Surveys

Investors Take Chips Off The Table - Global Survey

Tom Burroughes Group Editor 14 February 2018

Investors Take Chips Off The Table - Global Survey

At around the same time global equities slid, a survey of investors showed managers reducing risk exposure and increasing holdings of cash.

On the eve of the slide of global equities that saw indices such as the Dow Jones Industrials Average surrender all its gains since January, investors were already bracing for market turmoil by increasing their cash holdings, a global survey shows.

Fund managers are moving out of equities and into cash, with average cash balances in portfolios rising to 4.7 per cent in February from 4.4 per cent in January, the Bank of America Merrill Lynch monthly poll of investors shows. 

Stocks began selling off in early February; fieldwork for the BoA Merrill Lynch poll started on 2 February, ending 8 February. In recent months, there has been much talk about whether global equities are over-expensive and able to sustain levels without genuine gains to earnings. The heightened prospect of rate hikes from the likes of the US Federal Reserve have hit sentiment.

The allocation to equities fell to net 43 per cent from net 55 per cent overweight, the largest one-month decline in two years; allocation to bonds now at a record low of net 69 per cent underweight, the survey shows.

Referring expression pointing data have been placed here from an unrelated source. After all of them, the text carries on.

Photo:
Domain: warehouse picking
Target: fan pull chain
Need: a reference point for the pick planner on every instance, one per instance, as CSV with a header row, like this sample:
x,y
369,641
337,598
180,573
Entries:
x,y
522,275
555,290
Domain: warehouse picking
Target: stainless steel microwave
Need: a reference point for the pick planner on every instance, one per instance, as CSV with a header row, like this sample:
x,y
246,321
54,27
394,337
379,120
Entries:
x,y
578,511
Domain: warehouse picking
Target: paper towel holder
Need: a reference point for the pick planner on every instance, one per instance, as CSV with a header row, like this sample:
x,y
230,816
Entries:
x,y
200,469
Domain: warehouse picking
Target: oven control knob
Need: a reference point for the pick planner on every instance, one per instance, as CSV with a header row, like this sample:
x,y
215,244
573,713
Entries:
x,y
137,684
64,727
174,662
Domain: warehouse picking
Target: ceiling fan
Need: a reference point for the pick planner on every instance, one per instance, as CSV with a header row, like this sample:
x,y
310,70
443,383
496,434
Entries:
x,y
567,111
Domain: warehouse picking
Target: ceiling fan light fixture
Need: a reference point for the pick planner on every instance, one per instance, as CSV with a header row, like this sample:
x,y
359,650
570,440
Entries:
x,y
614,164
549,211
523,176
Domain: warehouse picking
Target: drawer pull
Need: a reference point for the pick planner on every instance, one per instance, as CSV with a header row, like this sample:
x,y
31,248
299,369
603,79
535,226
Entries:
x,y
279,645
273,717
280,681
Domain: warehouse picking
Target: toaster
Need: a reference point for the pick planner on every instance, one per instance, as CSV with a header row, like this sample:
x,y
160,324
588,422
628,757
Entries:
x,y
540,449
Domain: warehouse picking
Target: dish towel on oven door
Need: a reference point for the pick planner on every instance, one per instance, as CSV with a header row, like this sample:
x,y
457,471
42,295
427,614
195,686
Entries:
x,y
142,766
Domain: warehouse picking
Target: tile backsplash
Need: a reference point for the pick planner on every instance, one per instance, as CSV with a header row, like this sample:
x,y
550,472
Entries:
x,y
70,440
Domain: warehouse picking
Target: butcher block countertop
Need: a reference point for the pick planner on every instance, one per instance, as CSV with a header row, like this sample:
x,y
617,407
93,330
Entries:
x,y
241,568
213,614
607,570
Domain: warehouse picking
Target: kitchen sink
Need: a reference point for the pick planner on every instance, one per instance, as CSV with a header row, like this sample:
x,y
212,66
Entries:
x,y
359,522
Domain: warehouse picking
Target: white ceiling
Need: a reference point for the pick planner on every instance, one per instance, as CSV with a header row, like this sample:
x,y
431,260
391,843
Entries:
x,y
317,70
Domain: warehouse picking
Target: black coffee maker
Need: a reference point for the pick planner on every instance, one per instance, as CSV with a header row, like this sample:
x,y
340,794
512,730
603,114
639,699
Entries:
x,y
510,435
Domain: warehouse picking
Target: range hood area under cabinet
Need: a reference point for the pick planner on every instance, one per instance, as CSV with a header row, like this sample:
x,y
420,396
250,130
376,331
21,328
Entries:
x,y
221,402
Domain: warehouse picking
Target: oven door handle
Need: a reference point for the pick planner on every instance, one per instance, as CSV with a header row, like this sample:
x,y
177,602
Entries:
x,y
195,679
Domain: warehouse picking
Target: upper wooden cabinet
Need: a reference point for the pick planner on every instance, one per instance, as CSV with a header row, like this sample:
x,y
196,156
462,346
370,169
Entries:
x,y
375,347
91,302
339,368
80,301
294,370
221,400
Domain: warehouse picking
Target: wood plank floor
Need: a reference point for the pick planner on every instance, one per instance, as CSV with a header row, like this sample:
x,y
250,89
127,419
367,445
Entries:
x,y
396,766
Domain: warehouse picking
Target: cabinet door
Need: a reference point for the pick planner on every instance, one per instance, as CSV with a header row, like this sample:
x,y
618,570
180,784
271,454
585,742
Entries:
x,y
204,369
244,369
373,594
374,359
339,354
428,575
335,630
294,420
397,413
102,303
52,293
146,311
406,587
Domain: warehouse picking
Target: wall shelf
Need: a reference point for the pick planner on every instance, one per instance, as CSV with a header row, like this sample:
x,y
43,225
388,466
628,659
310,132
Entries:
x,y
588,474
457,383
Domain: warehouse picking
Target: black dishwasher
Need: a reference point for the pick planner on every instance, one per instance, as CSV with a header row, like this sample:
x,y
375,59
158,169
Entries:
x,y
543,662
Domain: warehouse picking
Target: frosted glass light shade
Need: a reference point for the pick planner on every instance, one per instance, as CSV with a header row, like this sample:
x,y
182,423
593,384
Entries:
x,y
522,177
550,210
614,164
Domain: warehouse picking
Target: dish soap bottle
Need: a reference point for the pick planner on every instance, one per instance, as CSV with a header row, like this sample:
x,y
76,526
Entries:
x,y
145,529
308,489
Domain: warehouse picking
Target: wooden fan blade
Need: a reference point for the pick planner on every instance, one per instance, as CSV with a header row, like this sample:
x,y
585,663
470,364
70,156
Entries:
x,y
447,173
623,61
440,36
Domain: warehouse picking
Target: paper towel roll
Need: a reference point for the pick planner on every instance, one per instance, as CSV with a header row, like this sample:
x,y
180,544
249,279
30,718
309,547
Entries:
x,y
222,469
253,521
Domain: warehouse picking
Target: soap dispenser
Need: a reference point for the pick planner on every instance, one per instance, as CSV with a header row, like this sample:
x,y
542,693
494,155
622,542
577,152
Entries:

A total of 196 panellists with $575 billion of assets under management participated in total.

The survey also showed respondents think that an inflation-induced bond crash (45 per cent) remains at the top of the list of tail risks cited by investors; the top three are rounded out by a policy mistake by the Fed/European Central Bank (18 per cent) and market structure (13 per cent).

The most crowded trades were long FAANG + BAT (Facebook, Amazon, Alphabet, Netflix and Google, and Baidu, Alibaba and Tencent); and short-volatility. 

A majority of investors surveyed (70 per cent) now believe the global economy is in the “late cycle,” the highest level since January, 2008 

Only 5 per cent of fund managers surveyed say global interest rates will be lower in the next year; 80 per cent expect them to rise.

A record net 24 per cent of investors surveyed say global corporate balance sheets are overleveraged; the net percentage that would like to see companies return cash to shareholders remains close to 2009 lows, the survey showed.